C’era una volta Gabriele Muccino, meglio noto come “il regista dell’ultimo bacio”, uno che da ragazzo sognava di diventare il Nanni Moretti della sua generazione, e si ritrovò al suo terzo film a essere additato come uno dei più pericolosi spacciatori di cinema commerciale. Ma c’è un posto nel mondo dove quelli come lui possono sentirsi a casa, e così quando mamma Hollywood chiamò, lui rispose. Andò in America e conobbe un ragazzone di colore che aveva cominciato come rapper ed era finito a fare lo scemo in una sitcom… ma ne aveva fatti di soldi Will Smith; nel 2006 decise di autoprodursi in un film sulla storia di Chris Gardner, la sceneggiatura la scrisse Steve Conrad che l’anno prima si era distinto con il bel “The Weather Man”, mentre dietro la macchina da presa, l’ex man in black, volle proprio il regista romano. Dopo il successo de “La ricerca della felicità”, Muccino e Smith ci riprovano con “Sette Anime”, e lo script questa volta è affidato a Grant Nieporte. C’era una volta Gabriele Muccino insomma, e c’è ancora, solo che ora non scrive più quello che gira (anche per “Baciami ancora”, il seguito de “L’ultimo bacio”, attualmente in lavorazione, non è accreditato come sceneggiatore o soggettista), e di riflesso ha moltiplicato esponenzialmente la sua propensione verso il cinema dei lacrimoni, delle facili emozioni, pur conservando una certa efficacia ed eleganza nella messa in scena.
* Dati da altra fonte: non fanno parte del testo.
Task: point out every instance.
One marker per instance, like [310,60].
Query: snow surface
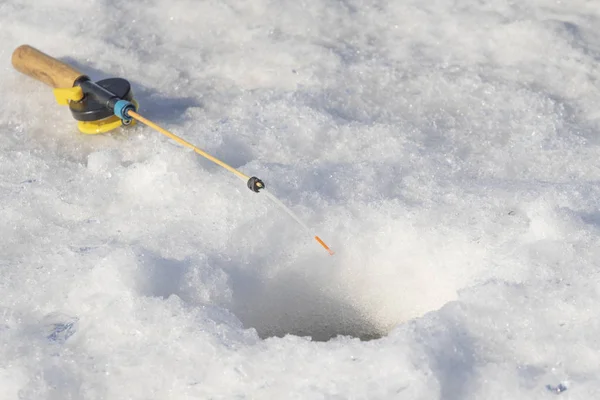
[447,150]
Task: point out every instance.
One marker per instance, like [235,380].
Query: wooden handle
[42,67]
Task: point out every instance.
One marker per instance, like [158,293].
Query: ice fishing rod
[109,104]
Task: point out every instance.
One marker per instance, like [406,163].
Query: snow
[446,150]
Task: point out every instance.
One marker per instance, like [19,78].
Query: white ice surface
[448,151]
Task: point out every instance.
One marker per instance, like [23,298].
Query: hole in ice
[296,305]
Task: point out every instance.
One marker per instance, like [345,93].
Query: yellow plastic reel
[101,126]
[65,95]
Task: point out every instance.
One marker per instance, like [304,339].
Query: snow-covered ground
[447,150]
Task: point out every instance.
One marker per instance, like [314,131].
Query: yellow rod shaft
[179,140]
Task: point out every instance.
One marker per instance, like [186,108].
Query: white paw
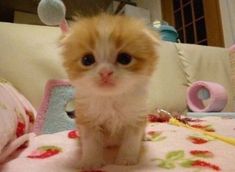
[126,160]
[91,164]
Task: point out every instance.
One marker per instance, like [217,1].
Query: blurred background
[204,22]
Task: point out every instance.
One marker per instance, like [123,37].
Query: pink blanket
[165,148]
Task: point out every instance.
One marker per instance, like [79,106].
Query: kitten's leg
[92,148]
[130,146]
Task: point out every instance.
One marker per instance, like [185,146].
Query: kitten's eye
[124,58]
[88,60]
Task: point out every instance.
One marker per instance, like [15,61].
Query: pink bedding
[165,148]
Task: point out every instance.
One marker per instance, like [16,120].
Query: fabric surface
[232,62]
[16,119]
[170,79]
[165,148]
[208,64]
[29,58]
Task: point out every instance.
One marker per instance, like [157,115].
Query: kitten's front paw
[126,160]
[92,164]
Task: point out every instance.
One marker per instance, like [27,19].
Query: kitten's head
[109,54]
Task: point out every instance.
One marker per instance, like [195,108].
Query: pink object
[16,120]
[232,48]
[64,26]
[218,97]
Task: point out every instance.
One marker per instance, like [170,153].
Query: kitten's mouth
[106,83]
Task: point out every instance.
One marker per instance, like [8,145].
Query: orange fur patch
[105,36]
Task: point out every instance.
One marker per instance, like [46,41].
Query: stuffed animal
[52,12]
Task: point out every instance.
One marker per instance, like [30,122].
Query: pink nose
[105,73]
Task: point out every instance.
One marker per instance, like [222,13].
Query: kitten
[109,60]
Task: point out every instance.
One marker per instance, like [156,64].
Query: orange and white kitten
[109,60]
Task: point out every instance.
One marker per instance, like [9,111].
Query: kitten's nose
[105,73]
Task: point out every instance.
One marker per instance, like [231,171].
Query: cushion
[169,84]
[208,64]
[29,58]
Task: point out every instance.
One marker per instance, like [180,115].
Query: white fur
[120,116]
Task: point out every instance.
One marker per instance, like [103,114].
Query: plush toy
[52,12]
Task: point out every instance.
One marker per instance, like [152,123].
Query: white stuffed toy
[52,12]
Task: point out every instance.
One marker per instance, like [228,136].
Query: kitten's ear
[63,38]
[153,35]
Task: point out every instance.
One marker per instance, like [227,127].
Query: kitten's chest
[115,111]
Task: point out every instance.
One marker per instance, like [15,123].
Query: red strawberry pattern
[44,152]
[73,134]
[158,118]
[200,163]
[202,153]
[197,140]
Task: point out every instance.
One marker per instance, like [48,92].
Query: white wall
[227,8]
[154,6]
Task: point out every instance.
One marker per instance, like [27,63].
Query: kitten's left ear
[155,37]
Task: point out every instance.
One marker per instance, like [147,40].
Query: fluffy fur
[110,110]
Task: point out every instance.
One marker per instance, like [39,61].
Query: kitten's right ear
[63,38]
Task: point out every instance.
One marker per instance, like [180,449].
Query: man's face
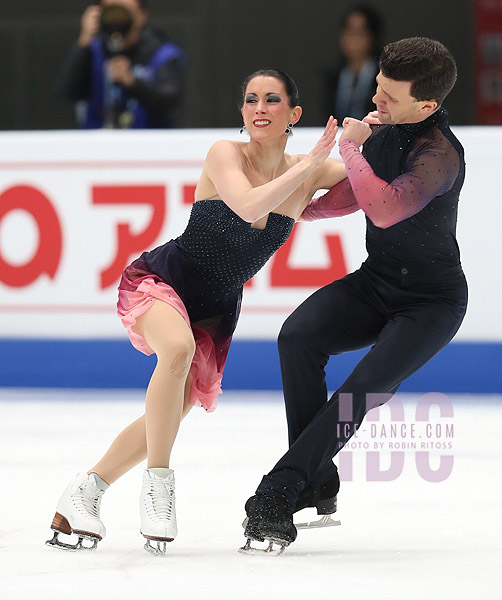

“Sette anime” è un film che svela poco alla volta la sua trama, prima dei titoli di testa compare un uomo in una casa sull’oceano e una medusa nell’acquario, telefona a un call center e maltratta un operatore, Ezra Turner (il grande Woody Harrelson), facendo leva sul suo handicap di non vedente. L’uomo della casa sull’oceano, Ben Thomas, si presenta come impiegato del fisco, ma sembra più interessato alla vita segreta di alcuni sfortunati evasori, che al proprio lavoro. Tutto questo fa parte di un piano ben preciso che Ben ha progettato nei minimi dettagli.

A parte una prima ottima mezzora, o poco più, in cui lo spettatore non sa che colore dare all’anima di Ben Thomas, la storia ha già detto tutto a metà del film, rimane solo il finale, e per vederlo lo spettatore deve sorbirsi tutta la storia d’amore tra il protagonista (Will Smith), e Emily Posa (Rosario Dawson). Della regia si è già accennato prima, elegante e pulita, ma soprattutto ha il merito di rendere verosimile un soggetto che altrimenti sarebbe apparso improbabile, mentre i dialoghi non sono esenti da furberie tipiche di Hollywood, ad esempio Ben riceve una telefonata e alla domanda su chi fosse si sente rispondere “tuo fratello”, un trucco per introdurre il fratello del protagonista senza ricorrere a scene extra, ma a scapito del realismo.

Complessivamente, quello che un tempo era indicato come l’esempio del nuovo cinema italiano, nel bene e nel male, ha firmato un film sinceramente americano, nella forma e nella filosofia, ma c’è da chiedersi quanto ci sia di Muccino e quanto del suo attore-produttore.